The primacy of the individual and the protection of her civil rights was giving way to communitarianism and collectivist social arrangements, which give more importance to social hierarchies that constrain individuals to a subordinate status vis-à-vis cultural traditions and customs. This agenda, however, sounded nice when described as “religious freedom” or “multiculturalism”. Where self-appointed community representatives speak on behalf of “the community” as a whole, however, the type of cultural imperialism of which ‘the West’ stands accused is not avoided but perpetuated on a smaller scale, and officially sanctioned by Western governments, while also being immunised from criticism. In Britain, many leadership roles from the so-called ‘Muslim community’ are assumed by ultra-conservative Salafi-Wahhabists who do not represent Britain’s large secular Muslim constituency but drown its voices and colonise whole communities.

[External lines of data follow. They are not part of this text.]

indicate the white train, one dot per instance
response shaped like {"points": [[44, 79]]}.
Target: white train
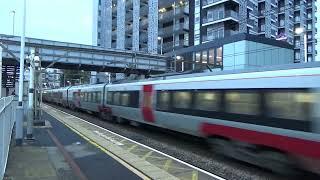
{"points": [[271, 118]]}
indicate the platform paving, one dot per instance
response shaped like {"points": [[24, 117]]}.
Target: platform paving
{"points": [[57, 153]]}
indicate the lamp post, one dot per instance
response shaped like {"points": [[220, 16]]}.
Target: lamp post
{"points": [[300, 31], [161, 44], [13, 20]]}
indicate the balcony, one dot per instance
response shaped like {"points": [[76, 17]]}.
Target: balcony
{"points": [[209, 3], [167, 16], [226, 33], [251, 22], [274, 3], [167, 47], [224, 16], [177, 29]]}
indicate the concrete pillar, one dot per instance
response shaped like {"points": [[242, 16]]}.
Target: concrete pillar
{"points": [[121, 17], [107, 23], [19, 116], [95, 6], [136, 25], [93, 78], [0, 71], [153, 26], [31, 97]]}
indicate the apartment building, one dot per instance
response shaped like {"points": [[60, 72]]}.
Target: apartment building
{"points": [[279, 19], [126, 24], [135, 25], [174, 25]]}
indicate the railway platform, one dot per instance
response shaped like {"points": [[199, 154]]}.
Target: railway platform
{"points": [[69, 147]]}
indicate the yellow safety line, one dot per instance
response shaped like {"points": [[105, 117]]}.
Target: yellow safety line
{"points": [[147, 155], [132, 147], [194, 175], [167, 165], [121, 161]]}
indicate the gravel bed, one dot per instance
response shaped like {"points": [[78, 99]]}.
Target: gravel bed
{"points": [[187, 148]]}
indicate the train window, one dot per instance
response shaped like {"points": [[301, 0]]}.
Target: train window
{"points": [[289, 105], [182, 100], [163, 100], [243, 103], [82, 96], [125, 99], [94, 97], [207, 101], [87, 97], [109, 97], [98, 97], [116, 98], [134, 99]]}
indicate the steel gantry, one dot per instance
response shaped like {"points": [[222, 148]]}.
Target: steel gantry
{"points": [[64, 55]]}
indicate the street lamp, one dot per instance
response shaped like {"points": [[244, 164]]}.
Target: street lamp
{"points": [[301, 31], [13, 20], [161, 44]]}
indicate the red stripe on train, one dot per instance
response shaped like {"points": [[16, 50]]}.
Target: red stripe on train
{"points": [[284, 143]]}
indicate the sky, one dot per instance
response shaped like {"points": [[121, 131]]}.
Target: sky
{"points": [[58, 20]]}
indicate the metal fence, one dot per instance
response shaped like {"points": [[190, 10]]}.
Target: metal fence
{"points": [[7, 121]]}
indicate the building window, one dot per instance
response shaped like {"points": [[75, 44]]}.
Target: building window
{"points": [[219, 56], [204, 58], [211, 56]]}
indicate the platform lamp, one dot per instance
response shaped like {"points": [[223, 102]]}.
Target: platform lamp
{"points": [[299, 31]]}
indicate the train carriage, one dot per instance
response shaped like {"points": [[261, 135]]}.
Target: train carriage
{"points": [[254, 115]]}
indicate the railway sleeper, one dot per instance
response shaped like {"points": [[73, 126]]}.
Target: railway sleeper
{"points": [[264, 157]]}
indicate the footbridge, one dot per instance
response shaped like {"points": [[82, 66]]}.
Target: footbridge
{"points": [[64, 55]]}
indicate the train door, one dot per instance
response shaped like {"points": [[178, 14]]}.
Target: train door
{"points": [[77, 101], [147, 103]]}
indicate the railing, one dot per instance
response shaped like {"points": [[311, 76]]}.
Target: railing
{"points": [[222, 15], [7, 121]]}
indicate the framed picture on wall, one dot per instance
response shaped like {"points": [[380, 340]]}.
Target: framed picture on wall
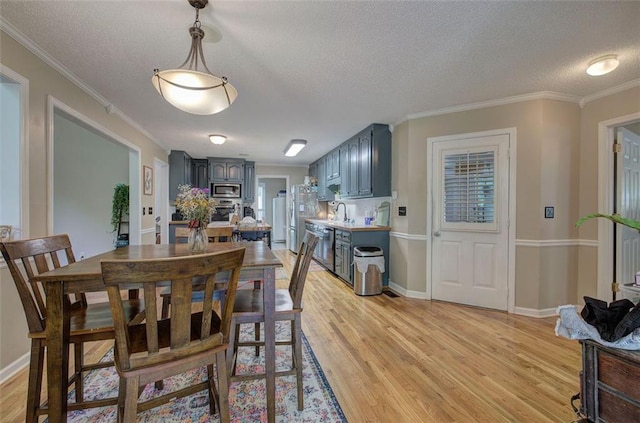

Tolerance for intellectual dissent and diversity of opinion on moral and social norms was replaced by a totalitarian state-sponsored demand for “diversity” that replaced the neutral state with a top-down demand to show deference and positive esteem for difference (from the West) with any refusal to do so punished as a thought crime. The new meaning of ‘diversity’ was the obligatory divergence from Western liberalism and its secularism and a unilateral, rather than reciprocal, demand for tolerance, with each intolerant action against Western targets followed by apologetics explaining why all acts of terror were the inevitable consequence of legitimate grievances against the West and its imperialism.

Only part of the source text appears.